Well, it was St. Louis Park technically, a first ring suburb of Minneapolis (hometown of the Coen brothers; not too far from Fargo, I guess) and moved into the 7th floor of a high rise with mirrors in the entryway, an outdoor pool (only serviceable bout three months out of the year), and a nearby Jewish community center, which I didn’t have anything to do with but I ran past it a lot and it was the first one I think I’d ever seen. Frankly, it was all real exotic. I quick picked up a calendar and started tagging events for every night I could find: cheap beer and the Juicy Lucy at Matt’s Bar, Sunday night trivia at the 331, my first tastes of Thai food at Sawatdee, going down to indie rock shows and sometimes folk music at First Ave and the 7th Street Entry, rushing the line for student tickets to MinnOrch’s new renditions of Ludwig Van Beethoven and especially his glorious 9th symphony, and countless names films I couldn’t pronounce whose thoughts and languages and stories would continue to resound in my empty head all over town. It hit me like the rush of a drug – not enough, never enough, it was NEVER enough – and even though it wasn’t home, I knew that I loved this city and everything it offered and everything that stuck.

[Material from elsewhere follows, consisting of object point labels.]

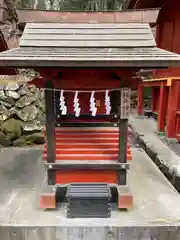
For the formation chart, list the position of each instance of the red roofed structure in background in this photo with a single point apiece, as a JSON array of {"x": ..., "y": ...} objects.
[{"x": 165, "y": 83}]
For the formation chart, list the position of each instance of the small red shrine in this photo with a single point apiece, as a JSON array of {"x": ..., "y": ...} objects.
[{"x": 87, "y": 71}]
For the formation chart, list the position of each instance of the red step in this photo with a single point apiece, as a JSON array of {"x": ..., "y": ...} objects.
[
  {"x": 89, "y": 130},
  {"x": 87, "y": 157},
  {"x": 86, "y": 145},
  {"x": 87, "y": 151}
]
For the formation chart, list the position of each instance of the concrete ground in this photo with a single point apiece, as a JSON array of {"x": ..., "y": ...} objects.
[
  {"x": 165, "y": 155},
  {"x": 22, "y": 174}
]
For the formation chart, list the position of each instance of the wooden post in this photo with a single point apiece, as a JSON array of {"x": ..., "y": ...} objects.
[
  {"x": 140, "y": 99},
  {"x": 171, "y": 109},
  {"x": 123, "y": 128},
  {"x": 154, "y": 95},
  {"x": 162, "y": 107},
  {"x": 50, "y": 128}
]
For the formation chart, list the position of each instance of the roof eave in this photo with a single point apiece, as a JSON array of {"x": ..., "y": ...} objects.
[{"x": 114, "y": 63}]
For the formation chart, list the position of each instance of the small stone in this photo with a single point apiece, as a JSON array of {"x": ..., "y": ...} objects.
[
  {"x": 27, "y": 113},
  {"x": 13, "y": 94},
  {"x": 37, "y": 138},
  {"x": 20, "y": 142},
  {"x": 4, "y": 114},
  {"x": 23, "y": 90},
  {"x": 2, "y": 94},
  {"x": 26, "y": 100},
  {"x": 12, "y": 86},
  {"x": 12, "y": 128},
  {"x": 7, "y": 101},
  {"x": 3, "y": 140}
]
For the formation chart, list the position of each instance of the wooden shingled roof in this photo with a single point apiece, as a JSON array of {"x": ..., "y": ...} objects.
[{"x": 88, "y": 45}]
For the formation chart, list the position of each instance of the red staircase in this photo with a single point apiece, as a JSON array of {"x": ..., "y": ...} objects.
[{"x": 93, "y": 143}]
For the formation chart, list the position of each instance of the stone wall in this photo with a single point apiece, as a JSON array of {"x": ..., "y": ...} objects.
[{"x": 21, "y": 115}]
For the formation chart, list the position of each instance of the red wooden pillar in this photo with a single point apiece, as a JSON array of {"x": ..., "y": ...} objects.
[
  {"x": 163, "y": 101},
  {"x": 140, "y": 99},
  {"x": 171, "y": 110}
]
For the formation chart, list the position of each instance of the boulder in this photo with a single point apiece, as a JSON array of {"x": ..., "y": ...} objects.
[
  {"x": 23, "y": 90},
  {"x": 4, "y": 142},
  {"x": 4, "y": 114},
  {"x": 2, "y": 94},
  {"x": 20, "y": 142},
  {"x": 27, "y": 113},
  {"x": 37, "y": 138},
  {"x": 32, "y": 126},
  {"x": 11, "y": 86},
  {"x": 12, "y": 128},
  {"x": 7, "y": 101},
  {"x": 26, "y": 100},
  {"x": 14, "y": 95}
]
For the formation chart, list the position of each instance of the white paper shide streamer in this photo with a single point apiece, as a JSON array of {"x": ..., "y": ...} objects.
[
  {"x": 107, "y": 103},
  {"x": 93, "y": 108},
  {"x": 77, "y": 108},
  {"x": 63, "y": 107}
]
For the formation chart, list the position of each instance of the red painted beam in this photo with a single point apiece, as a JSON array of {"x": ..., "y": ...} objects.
[
  {"x": 154, "y": 83},
  {"x": 172, "y": 109},
  {"x": 162, "y": 107},
  {"x": 29, "y": 15}
]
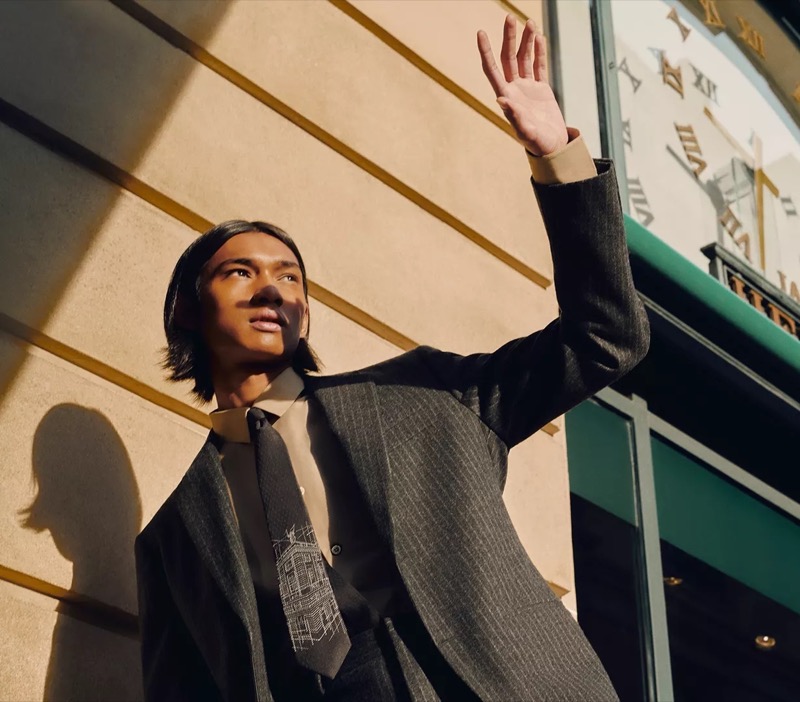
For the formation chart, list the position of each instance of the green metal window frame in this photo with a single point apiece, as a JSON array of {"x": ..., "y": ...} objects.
[{"x": 645, "y": 425}]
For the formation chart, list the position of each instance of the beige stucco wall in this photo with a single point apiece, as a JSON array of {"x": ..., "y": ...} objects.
[{"x": 366, "y": 129}]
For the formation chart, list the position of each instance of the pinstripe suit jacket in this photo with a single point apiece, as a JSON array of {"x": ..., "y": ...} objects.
[{"x": 408, "y": 426}]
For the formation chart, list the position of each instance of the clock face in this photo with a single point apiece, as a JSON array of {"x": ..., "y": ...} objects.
[{"x": 710, "y": 103}]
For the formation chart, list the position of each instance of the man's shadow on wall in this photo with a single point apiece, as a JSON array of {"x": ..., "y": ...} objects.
[{"x": 87, "y": 498}]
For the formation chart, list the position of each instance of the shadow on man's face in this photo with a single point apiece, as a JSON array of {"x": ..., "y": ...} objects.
[{"x": 87, "y": 498}]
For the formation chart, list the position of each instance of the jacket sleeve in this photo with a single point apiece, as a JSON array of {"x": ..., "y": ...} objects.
[
  {"x": 601, "y": 332},
  {"x": 172, "y": 666}
]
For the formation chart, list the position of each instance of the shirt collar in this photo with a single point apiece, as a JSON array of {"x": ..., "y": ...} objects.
[{"x": 231, "y": 424}]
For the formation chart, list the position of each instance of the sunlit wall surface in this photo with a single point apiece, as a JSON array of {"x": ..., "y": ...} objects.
[{"x": 366, "y": 129}]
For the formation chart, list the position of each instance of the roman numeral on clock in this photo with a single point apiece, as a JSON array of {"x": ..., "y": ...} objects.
[
  {"x": 671, "y": 75},
  {"x": 626, "y": 134},
  {"x": 750, "y": 36},
  {"x": 691, "y": 147},
  {"x": 673, "y": 15},
  {"x": 639, "y": 201},
  {"x": 712, "y": 18},
  {"x": 731, "y": 224}
]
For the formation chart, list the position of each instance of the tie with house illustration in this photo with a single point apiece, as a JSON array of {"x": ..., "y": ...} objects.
[{"x": 318, "y": 633}]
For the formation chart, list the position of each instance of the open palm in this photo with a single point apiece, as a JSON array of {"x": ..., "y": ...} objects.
[{"x": 522, "y": 88}]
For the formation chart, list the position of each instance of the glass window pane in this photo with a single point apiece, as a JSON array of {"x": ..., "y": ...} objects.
[
  {"x": 606, "y": 542},
  {"x": 734, "y": 564}
]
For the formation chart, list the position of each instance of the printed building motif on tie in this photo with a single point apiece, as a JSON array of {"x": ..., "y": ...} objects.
[{"x": 309, "y": 604}]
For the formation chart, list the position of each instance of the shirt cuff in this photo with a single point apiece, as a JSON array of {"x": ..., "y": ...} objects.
[{"x": 567, "y": 165}]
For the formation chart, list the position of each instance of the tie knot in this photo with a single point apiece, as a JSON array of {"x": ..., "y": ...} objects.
[{"x": 256, "y": 419}]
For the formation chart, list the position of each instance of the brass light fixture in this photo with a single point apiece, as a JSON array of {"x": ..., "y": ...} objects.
[{"x": 765, "y": 643}]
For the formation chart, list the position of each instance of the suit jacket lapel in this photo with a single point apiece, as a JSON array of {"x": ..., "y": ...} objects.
[
  {"x": 350, "y": 404},
  {"x": 206, "y": 510}
]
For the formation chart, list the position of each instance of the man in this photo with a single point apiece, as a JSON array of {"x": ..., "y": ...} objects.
[{"x": 344, "y": 537}]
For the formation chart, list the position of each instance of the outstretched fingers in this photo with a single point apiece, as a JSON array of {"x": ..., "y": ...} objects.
[
  {"x": 490, "y": 68},
  {"x": 540, "y": 59},
  {"x": 524, "y": 63},
  {"x": 507, "y": 55}
]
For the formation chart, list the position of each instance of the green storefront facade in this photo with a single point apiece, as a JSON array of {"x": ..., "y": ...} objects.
[{"x": 685, "y": 476}]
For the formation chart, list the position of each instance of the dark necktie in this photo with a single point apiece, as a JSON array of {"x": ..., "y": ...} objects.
[{"x": 318, "y": 634}]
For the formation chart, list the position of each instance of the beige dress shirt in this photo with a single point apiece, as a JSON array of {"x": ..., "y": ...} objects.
[
  {"x": 346, "y": 535},
  {"x": 345, "y": 532}
]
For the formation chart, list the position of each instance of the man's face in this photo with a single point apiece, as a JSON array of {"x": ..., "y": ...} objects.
[{"x": 254, "y": 308}]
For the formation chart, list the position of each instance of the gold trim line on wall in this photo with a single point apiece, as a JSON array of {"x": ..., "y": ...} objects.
[
  {"x": 86, "y": 609},
  {"x": 514, "y": 10},
  {"x": 67, "y": 148},
  {"x": 204, "y": 57}
]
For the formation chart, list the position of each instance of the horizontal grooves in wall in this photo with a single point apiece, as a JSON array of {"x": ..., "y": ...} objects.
[
  {"x": 86, "y": 609},
  {"x": 183, "y": 43},
  {"x": 102, "y": 370},
  {"x": 62, "y": 145}
]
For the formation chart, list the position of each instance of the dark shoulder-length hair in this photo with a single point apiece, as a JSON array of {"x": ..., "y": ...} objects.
[{"x": 186, "y": 355}]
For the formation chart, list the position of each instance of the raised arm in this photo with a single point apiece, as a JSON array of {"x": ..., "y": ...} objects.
[{"x": 602, "y": 330}]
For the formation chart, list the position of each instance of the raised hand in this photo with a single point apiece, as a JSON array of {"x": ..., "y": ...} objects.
[{"x": 522, "y": 89}]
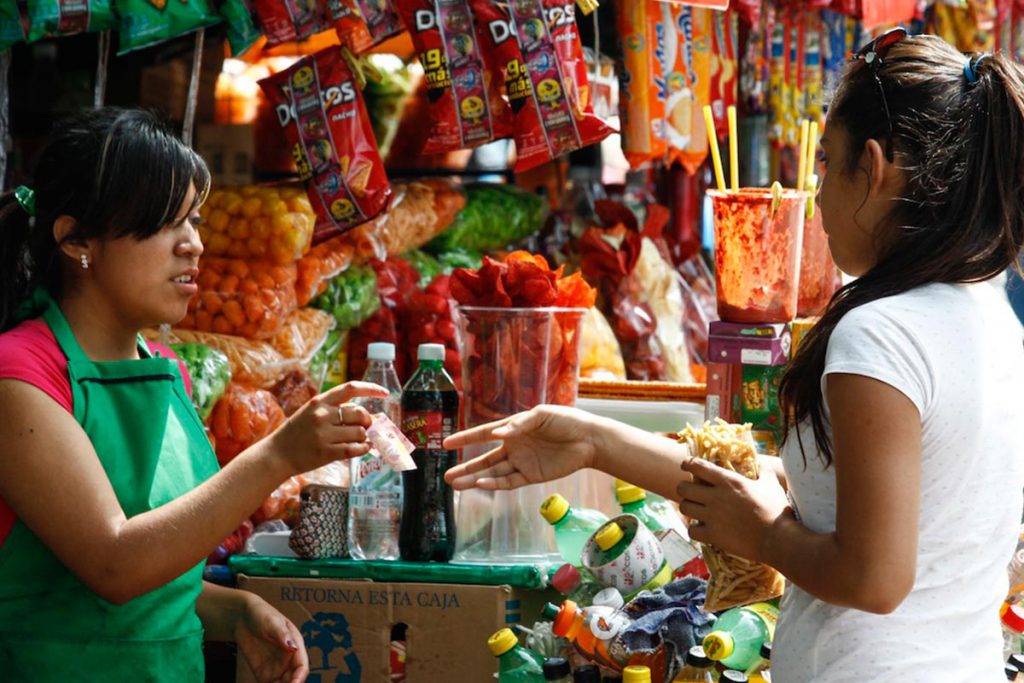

But I had to introduce myself to people, which I tended to skirt around since it involved telling people that I was from…you know, North Dakota…none of which ever was or is meant to be malicious but I just felt a little strange being a transplant, though I think it might even be due to the sense of deference and humility that North Dakota had long instilled in me. So I played the role of a Reinhold Messner, mostly trying to cover up my North Dakota past, mostly so I could sit and listen to everyone else, absorb their stories, find out what I’d been missing. (I was even worrying a lot that the Minnesotans didn’t really appreciate all of these lodokos – lost North Dakotans – waltzing in to their towns and crowding up their lakes.) I wanted to forget the West, the life of loneliness, solitude, and desolation, and my own life in North Dakota, which had seemed dead set on killing my curiosity, my interest, my desire for life. I’d offer my own variation on Nietzsche here: it’s not that this experience didn’t make me stronger, but I feel like what North Dakota didn’t kill in me actually worked to make me stranger.
I feel as though I left North Dakota more desirous of all the world could offer. How long had it been brewing? 18 years of pent-up energy, stewing in my sleepy little hollow Bismarck, little tastes of living east in Grand Forks and Fargo during college. All of it I feel like I spent submerged in literature, philosophy and my own thoughts, and it built itself up as an immense appetite for knowledge, a greed for experience, and a need for everything everything all at once and all strange in its form. At that moment, I couldn’t help but marvel at all of the burgeoning possibility.
But despite the fact that my job was good, with benefits and great pay especially for a naive Dakota child of no experience and little consequence, and the situation that afforded me all the pleasures of the life in this city, in no time at all, I was hearing the call of another twinkling metropolis: New York, New York, the center of American Excitement, the town of a thousand delights. Maybe my odd personality had made it an inevitability to seek out this extreme. Maybe it was subliminal effect of hearing Fitzgerald tell of the great hero (or antihero, depending how you see yourself) Jay Gatsby, who’d come all the way from North Dakota to live a high life in the roaring twenties of Long Island. There was a definite feeling of being tugged pulled compelled moved forced to get OUT THERE and far from home where I could finally be on my own; but, really, it all came about as a contingency. I applied to some graduate programs in spring of 2009 and received a full tuition fellowship to start at NYU in the fall. It was my golden opportunity. It was a signal of some force underneath it all that I needed to accept, to see what I could only imagine in my second story room back home.